The most widely used digital image format, developed by Joint Photographic Experts Group. Several attempts has been made to replace it with something “better” (JPEG 2000 included), but it still helds its position. ISO/IEC and ITU-T standard, which only specifies the codec, but not the file format - the Exif and JFIF standards define the commonly used ones.
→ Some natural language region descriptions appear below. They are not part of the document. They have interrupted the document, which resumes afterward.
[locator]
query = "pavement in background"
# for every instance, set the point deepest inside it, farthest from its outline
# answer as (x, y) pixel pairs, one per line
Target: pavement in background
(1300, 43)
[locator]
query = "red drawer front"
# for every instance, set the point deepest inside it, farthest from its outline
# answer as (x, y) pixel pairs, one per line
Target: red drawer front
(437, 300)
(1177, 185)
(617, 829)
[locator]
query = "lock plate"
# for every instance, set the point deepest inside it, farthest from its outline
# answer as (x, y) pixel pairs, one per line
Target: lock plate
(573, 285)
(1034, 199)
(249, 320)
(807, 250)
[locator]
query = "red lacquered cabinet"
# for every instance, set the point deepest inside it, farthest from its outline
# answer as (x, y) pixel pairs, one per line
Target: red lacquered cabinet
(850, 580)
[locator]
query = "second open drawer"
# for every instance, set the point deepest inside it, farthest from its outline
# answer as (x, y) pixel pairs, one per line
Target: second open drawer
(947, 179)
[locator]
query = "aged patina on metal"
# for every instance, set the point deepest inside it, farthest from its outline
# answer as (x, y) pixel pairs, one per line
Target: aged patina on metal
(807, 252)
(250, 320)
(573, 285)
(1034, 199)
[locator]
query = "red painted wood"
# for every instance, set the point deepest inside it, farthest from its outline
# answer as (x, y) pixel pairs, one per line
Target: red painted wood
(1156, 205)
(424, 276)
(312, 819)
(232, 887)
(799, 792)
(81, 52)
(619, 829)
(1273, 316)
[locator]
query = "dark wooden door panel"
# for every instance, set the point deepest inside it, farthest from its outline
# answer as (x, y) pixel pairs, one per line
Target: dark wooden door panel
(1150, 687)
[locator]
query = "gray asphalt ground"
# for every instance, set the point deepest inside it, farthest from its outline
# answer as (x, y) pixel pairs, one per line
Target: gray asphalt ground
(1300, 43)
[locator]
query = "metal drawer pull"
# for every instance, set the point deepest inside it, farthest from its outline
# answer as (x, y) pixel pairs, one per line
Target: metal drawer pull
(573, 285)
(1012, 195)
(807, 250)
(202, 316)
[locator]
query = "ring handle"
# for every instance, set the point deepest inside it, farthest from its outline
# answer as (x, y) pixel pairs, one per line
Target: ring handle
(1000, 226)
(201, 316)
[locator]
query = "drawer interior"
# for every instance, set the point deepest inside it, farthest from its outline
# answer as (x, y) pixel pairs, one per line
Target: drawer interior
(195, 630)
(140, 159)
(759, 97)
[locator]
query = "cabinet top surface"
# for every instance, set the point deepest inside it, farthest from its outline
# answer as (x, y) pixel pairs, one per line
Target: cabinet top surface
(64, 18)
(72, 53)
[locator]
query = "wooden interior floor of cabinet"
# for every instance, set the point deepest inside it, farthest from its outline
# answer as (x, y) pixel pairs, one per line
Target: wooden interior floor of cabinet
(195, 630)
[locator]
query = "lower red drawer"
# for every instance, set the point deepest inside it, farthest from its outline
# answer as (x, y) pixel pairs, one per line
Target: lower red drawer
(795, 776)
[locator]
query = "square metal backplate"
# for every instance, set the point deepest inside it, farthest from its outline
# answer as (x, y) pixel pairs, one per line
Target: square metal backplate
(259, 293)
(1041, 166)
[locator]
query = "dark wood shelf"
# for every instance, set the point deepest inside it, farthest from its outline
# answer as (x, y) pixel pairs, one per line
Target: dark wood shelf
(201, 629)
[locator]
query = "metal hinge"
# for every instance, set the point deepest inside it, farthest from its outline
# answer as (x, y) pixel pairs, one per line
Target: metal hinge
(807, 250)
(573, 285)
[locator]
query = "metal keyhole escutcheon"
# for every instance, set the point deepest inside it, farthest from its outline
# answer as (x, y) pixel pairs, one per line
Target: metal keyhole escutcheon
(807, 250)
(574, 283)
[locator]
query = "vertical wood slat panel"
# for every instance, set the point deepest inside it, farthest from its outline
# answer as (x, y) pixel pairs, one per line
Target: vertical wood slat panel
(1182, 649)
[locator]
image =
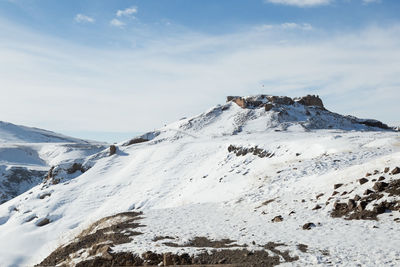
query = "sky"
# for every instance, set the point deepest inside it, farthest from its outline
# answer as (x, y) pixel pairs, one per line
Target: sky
(108, 70)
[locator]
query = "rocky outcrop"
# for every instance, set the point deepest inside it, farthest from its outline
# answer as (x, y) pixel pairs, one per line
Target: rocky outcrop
(269, 101)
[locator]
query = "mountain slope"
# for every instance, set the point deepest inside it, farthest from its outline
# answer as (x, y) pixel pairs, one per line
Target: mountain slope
(27, 154)
(239, 178)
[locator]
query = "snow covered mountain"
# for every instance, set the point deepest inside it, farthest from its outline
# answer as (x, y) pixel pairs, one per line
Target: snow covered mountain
(27, 154)
(258, 181)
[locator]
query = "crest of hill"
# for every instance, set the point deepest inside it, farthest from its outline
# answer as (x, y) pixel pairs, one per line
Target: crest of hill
(261, 113)
(21, 134)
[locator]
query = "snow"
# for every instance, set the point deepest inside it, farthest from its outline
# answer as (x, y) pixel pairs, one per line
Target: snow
(187, 184)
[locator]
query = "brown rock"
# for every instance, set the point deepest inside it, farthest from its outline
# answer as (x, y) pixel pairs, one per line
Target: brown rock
(368, 191)
(380, 186)
(268, 106)
(395, 171)
(308, 226)
(336, 186)
(317, 207)
(351, 204)
(113, 150)
(278, 218)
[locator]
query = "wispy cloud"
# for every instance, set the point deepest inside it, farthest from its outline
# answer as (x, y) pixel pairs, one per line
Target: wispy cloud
(301, 3)
(187, 72)
(117, 23)
(80, 18)
(371, 1)
(127, 12)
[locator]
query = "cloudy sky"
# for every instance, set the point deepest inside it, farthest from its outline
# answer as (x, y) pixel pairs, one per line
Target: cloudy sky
(105, 70)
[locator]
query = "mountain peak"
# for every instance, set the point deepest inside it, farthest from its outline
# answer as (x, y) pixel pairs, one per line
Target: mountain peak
(269, 101)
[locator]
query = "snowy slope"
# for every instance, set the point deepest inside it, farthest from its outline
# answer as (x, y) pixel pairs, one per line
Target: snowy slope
(224, 174)
(27, 154)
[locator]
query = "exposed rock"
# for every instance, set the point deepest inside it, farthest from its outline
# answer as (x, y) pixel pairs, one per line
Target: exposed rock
(76, 167)
(351, 204)
(368, 191)
(308, 226)
(278, 218)
(310, 100)
(380, 186)
(113, 150)
(317, 207)
(43, 222)
(395, 171)
(336, 186)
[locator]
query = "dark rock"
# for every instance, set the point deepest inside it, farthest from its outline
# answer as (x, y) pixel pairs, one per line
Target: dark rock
(395, 171)
(336, 186)
(42, 222)
(368, 191)
(317, 207)
(379, 209)
(310, 100)
(308, 226)
(380, 186)
(351, 204)
(113, 150)
(361, 206)
(268, 106)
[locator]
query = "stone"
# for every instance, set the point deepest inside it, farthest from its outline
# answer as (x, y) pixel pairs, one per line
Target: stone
(308, 226)
(43, 222)
(380, 186)
(336, 186)
(361, 206)
(278, 218)
(310, 100)
(317, 207)
(268, 106)
(395, 171)
(167, 259)
(368, 191)
(351, 204)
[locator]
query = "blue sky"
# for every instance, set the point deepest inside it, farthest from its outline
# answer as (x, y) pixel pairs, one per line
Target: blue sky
(93, 68)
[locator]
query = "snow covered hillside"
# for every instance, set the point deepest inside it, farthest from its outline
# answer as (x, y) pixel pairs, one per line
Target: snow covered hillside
(258, 181)
(27, 154)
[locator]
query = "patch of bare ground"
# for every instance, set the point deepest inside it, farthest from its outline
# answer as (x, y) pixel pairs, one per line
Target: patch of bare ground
(370, 205)
(97, 239)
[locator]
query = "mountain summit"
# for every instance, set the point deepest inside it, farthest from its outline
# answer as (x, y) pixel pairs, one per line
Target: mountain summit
(258, 181)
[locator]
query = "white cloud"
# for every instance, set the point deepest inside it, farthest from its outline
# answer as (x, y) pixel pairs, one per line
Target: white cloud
(80, 18)
(127, 12)
(117, 23)
(166, 78)
(300, 3)
(371, 1)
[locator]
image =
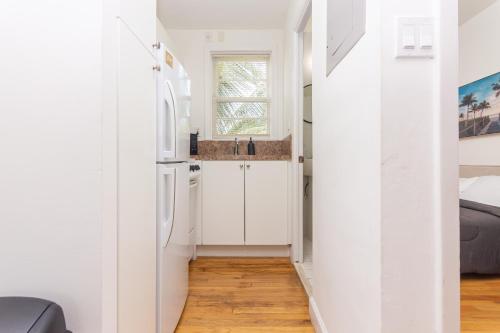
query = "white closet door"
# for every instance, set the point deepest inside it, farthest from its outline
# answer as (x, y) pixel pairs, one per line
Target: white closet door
(223, 202)
(136, 187)
(266, 203)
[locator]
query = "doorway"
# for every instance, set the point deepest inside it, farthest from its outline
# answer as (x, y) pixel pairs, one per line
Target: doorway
(305, 146)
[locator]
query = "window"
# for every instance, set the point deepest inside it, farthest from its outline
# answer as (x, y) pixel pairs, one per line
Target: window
(241, 100)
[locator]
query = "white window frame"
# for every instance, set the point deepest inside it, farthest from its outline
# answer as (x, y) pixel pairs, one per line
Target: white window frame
(273, 46)
(215, 99)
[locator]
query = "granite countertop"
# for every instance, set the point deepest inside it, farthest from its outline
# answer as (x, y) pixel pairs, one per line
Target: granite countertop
(242, 157)
(266, 150)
8 bit per channel, 3 channels, lossy, maximum 64k x 64k pixel resolution

File format

A sequence of segments, each beginning with a marker. A marker is 2 bytes long, the first byte is 0xFF, the other byte indicates the type of the marker.

Examples:

  • FF D8 - SOI: start of image
  • FF D9 - EOI: end of image
  • FF C0 - SOF: start of frame (baseline DCT)
  • FF C2 - SOF (progressive DCT)
  • FF C4 - DHT: define Huffman tables
  • FF DB - DQT: define quantization tables
  • FF DA - SOS: start of scan (generally 1 for baseline, and multiple for progressive images)
  • FF E? - APP? specific data (APP0 is JFIF and APP1 is Exif for example)
  • FF FE - COMment

APP markers often begin with a standard or vendor name, like JFIF\0 for JFIF. (Several vendors might use the same APPn marker type, they are not standardised.) ICC profiles and such can be attached too.

JPEG encoding

A JPEG file can be encoded in various ways, most commonly it is done with JFIF encoding:

  1. Image colors are converted from RGB to YCbCr.
  2. The resolution of chroma data is reduced - the human eye is less sensitive to color than brightness.
  3. The image is split into 8x8 pixel blocks, each channel undergoes DCT.
  4. The amplitudes of the frequency components are quantized. Human vision is more sensitive to small variations in color/brightness over large areas - the magnitude of the high-frequency components is reduced. (This is the quality setting of the JPEG, at very low quality high frequencies are discarded completely.)
  5. The result is compressed with a variant of Huffman encoding (lossless).

YCbCr

RGB: red, green, blue YCbCr:

  • Y: luma/luminescense - brightness (Y’ is used for JPEG, which is gamma corrected Y)
  • Cb: blue chroma - yellow-blue axis
  • Cr: red chroma - green-red axis

YUV is basiclly the same but while Cb/Cr is scaled to 0-255 (or 16-235), U/V is the distance from the center, they can be negative (-127 - 128 for example, or -0.5 - 0.5).

Chroma subsampling

Human eye can see brightness much better than color (due to the number of receptors in the eye - 120M rods vs 6M cones), so in a lossy scenario we can compress the chromatic information much more than brightness without noticing it.

J:a:b

  • J - horizontal reference sample (usually 4)
  • a - number of chromatic samples in the first row
  • b - number of changes in chromatic samples between first and second row

(Long history of TV transmission encodings like SECAM, PAL and NTSC, backward compatibilty with B/W TVs, …)

Examples

  • 4:4:4 means no downsampling - rarely used (we can use RGB instead)
  • 4:2:2 1/2 horizontal resolution, 2/3 bandwidth - some high-end digital video formats
  • 4:2:0 1/2 horizontal + 1/2 vertical resolution, 1/2 bandwith - most widely used: MPEG, JPEG, DVD, WebP, …

Block splitting

Each channel is split into 8x8 blocks.

This basically means 8x8 pixel blocks for brightness (Y), and 16x16 pixel blocks for chromatic channels (Cb/Cr).

DCT

Discrete Cosine Transform (~DFT, but only using real numbers)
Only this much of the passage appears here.